O mesmo, porém, afirmou na terça-feira, dia 2 de fevereiro, que pelo lado das autoridades não está a decorrer nenhum inquérito, apenas o processo-crime que foi aberto. "Vou inquirir o quê? Eu não fui lá [Cafunfo] para fazer inquérito, fui lá para constatar a situação que ocorreu. Há um processo-crime que está a correr os seus trâmites legais, é aí e ponto final, não há inquérito. Se algumas organizações querem fazer isso já é um outro assunto, connosco não há inquérito, [que] fique bem claro", Paulo de Almeida. 

O comandante-geral defendeu também a ação da polícia, ainda que desproporcional face aos protestos. Paulo de Almeida avisou que "aqueles que tentarem invadir as esquadras ou qualquer outra instituição para tomada de poder, vão ter resposta pronta, eficiente e desproporcional da Polícia Nacional".

"Você está a atacar o Estado angolano com faca, ele responde-te com pistola, se você estiver a atacar com pistola ele responde com AKM, se você estiver a atacar com AKM, ele responde com bazuca, se você estiver a atacar com bazuca, ele responde com míssil, seja terra a terra, terra-mar ou ainda que for um intercontinental, vai dar a volta depois vai atacar", referiu.

Entretanto, o ministro do Interior, Eugénio Laborinho, não só elogiou a ação da polícia, como anunciou que o presidente do MPPTL, José Mateus Zecamutchima, foi indiciado pela justiça angolana. 

"Não é possível estar num posto a fazer a guarnição e aparecer um grupo armado e atacar o posto. Eu sou o garante da ordem, o que é que vou fazer? Tenho que responder. Se estão a atirar contra mim, com catanas e armas, a resposta é igual e a proporção diferente", disse Eugénio Laborinho.

Eugénio Laborinho
O ministro do Interior angolano, Eugénio Laborinho. Luanda, Angola, 25 de junho de 2020. créditos: AMPE ROGÉRIO/LUSA

O titular da pasta do Interior de Angola lamentou a atitude dos atacantes, reforçando que não havia outra hipótese "se não manter a segurança pública e a ordem no território".

"A autoridade do Estado tem que ser mantida a todo o custo. Nós apelamos mais uma vez que entendam, compreendam, que a atitude de resposta da polícia foi de acordo à situação surgida no momento", sublinhou.
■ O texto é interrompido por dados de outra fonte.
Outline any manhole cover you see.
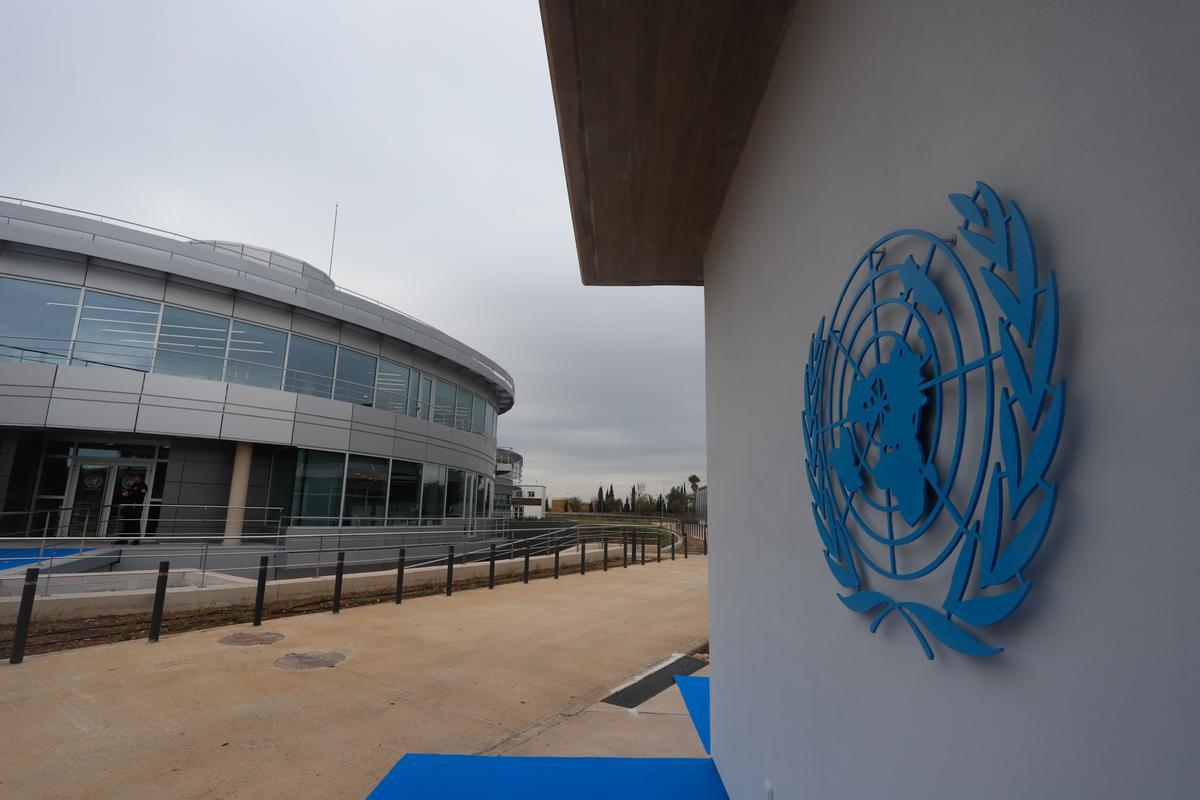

Segundo o ministro, "o grupo de rebeldes" não está autorizado por lei a fazer qualquer manifestação, admitindo que no dia 16 de janeiro, num dia de semana, os mesmos pretenderam realizar uma manifestação contra o governo provincial, mas foram impedidos.

"Já tínhamos domínio [noção] do que este movimento queria fazer e [que] ia dar uma situação fora do normal, uma vez que eles não tinham sido autorizados", disse.

De acordo com Eugénio Laborinho, o líder do movimento foi indiciado porque as pessoas envolvidas no processo-crime aberto, na sequência do incidente, já o acusaram "e a justiça vai tratar dele".

"Ele vai justificar por que razão insiste em criar situações de embaraço na região leste, nomeadamente na província da Lunda Norte, quais são os objetivos, quem está por detrás disso e o que é que lhe vai na alma, para se justificar", referiu. "Temos provas materiais, e a outra são os intentos, os objetivos desta rebelião. Os processos estão aí, vocês vão ter a oportunidade de ver", disse ainda.

Ainda não houve, porém, à data qualquer reação por parte do Presidente de Angola, João Lourenço, nem do partido de Governo, o MPLA.